Losses pinch us harder than gains. Whether it is a loss of a friend or losses in investing, losses tend to have larger control over our lives.
We may like to think that we make sound decisions, especially when it comes to investment, but it is far from the truth. We give undue importance on the losses relative to the gains. Most investors are more risk-averse than necessary. As a result, investment decisions are flawed. In behavioural finance, this scenario is called the loss aversion bias.
However, it should be noted that loss aversion bias does not signify total risk aversion. A certain degree of risk aversion is good for the portfolio and your overall financial well being.
One example of loss aversion bias that is widely prevalent in the Indian context is the love for fixed deposits. As fixed deposits give a certain fixed interest rate over a course of time, it is widely accepted by individuals. However, fixed deposits may not be an ideal option as it is not tax-efficient and fails to generate higher real returns. Real returns are the returns given by the investment option above the current inflation rate.
While there are other options that give higher returns and are tax-efficient, individuals still prefer to fixed deposits as they don’t want to take risk.
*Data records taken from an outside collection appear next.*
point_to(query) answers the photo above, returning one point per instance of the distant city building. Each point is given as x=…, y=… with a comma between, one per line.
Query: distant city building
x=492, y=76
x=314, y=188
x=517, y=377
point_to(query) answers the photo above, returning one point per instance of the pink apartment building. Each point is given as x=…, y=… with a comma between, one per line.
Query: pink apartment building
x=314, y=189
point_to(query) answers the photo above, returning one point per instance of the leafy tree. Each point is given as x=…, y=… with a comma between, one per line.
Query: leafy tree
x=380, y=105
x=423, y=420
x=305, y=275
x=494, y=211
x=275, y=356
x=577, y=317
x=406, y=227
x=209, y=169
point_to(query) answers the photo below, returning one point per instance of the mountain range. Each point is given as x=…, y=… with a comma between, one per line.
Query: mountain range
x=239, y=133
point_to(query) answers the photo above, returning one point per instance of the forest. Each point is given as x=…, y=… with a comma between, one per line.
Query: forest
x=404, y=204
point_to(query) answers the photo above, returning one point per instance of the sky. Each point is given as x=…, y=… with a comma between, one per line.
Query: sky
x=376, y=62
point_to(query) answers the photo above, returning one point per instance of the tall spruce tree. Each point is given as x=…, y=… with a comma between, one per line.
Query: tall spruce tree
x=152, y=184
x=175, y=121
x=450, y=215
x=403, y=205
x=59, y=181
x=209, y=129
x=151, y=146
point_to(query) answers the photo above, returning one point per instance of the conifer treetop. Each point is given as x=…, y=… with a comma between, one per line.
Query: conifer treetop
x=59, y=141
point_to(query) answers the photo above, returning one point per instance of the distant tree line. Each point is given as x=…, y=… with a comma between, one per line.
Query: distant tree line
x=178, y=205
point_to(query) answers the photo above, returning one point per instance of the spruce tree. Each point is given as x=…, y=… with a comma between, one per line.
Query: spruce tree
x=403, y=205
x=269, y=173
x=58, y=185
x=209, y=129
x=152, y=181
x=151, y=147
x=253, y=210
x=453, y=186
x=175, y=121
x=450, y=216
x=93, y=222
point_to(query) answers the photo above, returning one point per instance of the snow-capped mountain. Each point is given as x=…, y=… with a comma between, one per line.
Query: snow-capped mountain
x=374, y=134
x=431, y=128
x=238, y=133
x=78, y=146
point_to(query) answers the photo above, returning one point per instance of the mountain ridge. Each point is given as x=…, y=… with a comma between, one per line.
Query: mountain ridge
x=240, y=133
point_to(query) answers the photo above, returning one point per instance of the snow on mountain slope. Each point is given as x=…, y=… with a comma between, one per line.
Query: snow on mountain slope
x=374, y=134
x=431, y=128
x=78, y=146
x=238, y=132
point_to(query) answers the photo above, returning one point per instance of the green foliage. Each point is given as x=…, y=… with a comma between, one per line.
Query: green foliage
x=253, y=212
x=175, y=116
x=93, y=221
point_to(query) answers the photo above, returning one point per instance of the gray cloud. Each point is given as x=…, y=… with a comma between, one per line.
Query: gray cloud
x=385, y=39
This is a classic case of loss aversion. Due to loss aversion bias, people miss out on the higher returns.
What leads to loss aversion bias?
The psychological impact associated with profits and losses is the primary cause of loss aversion bias. Losing money is twice as much painful than the pleasure of gaining money. To avoid this pain, investors turn risk-averse.
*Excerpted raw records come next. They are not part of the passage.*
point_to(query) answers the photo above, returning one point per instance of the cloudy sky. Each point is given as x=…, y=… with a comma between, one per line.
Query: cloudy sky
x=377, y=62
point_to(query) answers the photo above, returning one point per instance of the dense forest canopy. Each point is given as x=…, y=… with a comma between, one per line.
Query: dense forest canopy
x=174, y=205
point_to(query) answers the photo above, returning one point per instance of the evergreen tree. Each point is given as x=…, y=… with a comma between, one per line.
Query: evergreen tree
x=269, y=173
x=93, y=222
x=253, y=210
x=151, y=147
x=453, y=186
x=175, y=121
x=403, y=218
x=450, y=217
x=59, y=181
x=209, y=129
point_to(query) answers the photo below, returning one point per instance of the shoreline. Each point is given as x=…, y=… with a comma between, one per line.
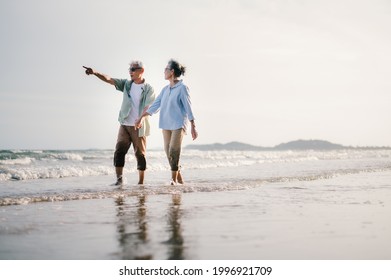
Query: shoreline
x=345, y=217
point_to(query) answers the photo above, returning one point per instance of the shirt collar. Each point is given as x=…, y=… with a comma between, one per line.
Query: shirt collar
x=177, y=84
Effects of Loss Aversion bias
Loss Aversion Bias has a large impact on the investment decisions taken by the individual.
Loss Aversion Bias does not let the investor seek out better investment options. It makes an investor stagnant. They resist any change in their portfolio and want it to remain as it was. As a result, they miss out the opportunity to earn higher returns. To them, gaining more is less significant than losing.
Another effect of loss aversion bias is to hold on to their investments for way too long. Such investors hope to average out their costs and have a hard time letting go of their losing stocks. They hold to the stocks to avoid the feeling of loss. However, holding on to these stocks can result in higher losses. Therefore, we see that loss aversion either land up in stagnancy or contribute to more losses.
How to overcome loss aversion bias?
It is difficult to get rid of loss aversion bias as it is deep-rooted in the mind. We are trained to handle losses and gains negatively and losses invoke a negative response. Loss aversion bias can be handled by looking at a scenario in a more objective manner. One should make conscious attempts tosee losses and gains in equal light, without giving undue importance to losses.
It is also important to weigh the losses and gains with respect to their age, investment horizon and financial goals etc.
You think that you are suffering from loss aversion bias, your financial advisor will be able to check and help you on the same.